The first question is “are you comparing apples with apples?” That is are the images in the KTX and DDS files compressed the same way? I suspect the answer is no and that you are comparing a DDS file containing images compressed with one of the DXTC variants against a KTX file containing images compressed with ETC. I have been told by the NVIDIA OpenGL driver team that the Quadro 4000 does not support ETC in hardware while it does support DXTC. This means the ETC-compressed images will be decompressed by the OpenGL driver in software then loaded into GPU memory while the DXTC-compressed images will simply be loaded into GPU memory. I believe that is the source of the performance difference you are observing.

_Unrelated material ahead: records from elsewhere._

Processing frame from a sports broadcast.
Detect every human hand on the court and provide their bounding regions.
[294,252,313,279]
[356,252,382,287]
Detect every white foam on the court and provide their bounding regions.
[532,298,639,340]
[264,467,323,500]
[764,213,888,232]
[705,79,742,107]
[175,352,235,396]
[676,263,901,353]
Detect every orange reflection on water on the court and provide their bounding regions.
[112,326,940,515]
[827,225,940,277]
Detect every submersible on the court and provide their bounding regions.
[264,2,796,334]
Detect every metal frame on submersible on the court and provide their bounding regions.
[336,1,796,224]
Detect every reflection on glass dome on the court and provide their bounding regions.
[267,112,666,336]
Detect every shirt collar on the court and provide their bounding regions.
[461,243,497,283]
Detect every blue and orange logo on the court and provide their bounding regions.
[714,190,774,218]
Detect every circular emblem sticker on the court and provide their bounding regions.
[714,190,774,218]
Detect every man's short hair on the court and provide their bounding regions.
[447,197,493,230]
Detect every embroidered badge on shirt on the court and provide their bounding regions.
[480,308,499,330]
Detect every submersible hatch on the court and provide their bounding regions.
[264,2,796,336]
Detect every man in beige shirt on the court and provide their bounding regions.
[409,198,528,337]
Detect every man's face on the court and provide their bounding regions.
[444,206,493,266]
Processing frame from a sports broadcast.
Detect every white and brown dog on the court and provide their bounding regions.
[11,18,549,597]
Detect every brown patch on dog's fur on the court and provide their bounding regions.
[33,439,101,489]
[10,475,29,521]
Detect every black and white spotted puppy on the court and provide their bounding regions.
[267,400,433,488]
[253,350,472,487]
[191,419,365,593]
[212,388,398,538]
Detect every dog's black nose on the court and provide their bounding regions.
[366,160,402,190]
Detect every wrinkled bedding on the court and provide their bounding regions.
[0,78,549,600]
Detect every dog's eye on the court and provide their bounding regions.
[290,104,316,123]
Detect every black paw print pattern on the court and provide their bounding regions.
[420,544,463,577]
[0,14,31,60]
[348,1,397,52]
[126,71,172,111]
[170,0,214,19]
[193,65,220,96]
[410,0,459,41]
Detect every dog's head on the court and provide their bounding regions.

To truly compare the performance of the DDS and KTX file formats you should create a KTX file containing DXTC-compressed images or a DDS file containing ETC-compressed images. I do not know if the latter is possible. Unfortunately toktx does not support converting DDS to KTX at this time. However the source is available and the underlying ktxWriteKTXF function in libktx accepts data in any format known to OpenGL so it would not be difficult to add the feature.
In the interest of making ETC ubiquitous, the working groups made a concious decision to let older hardware provide support with software decompression with the understanding that it could lead to poor comparisons like this.
Where is the needless branching in the libktx code that you stripped off?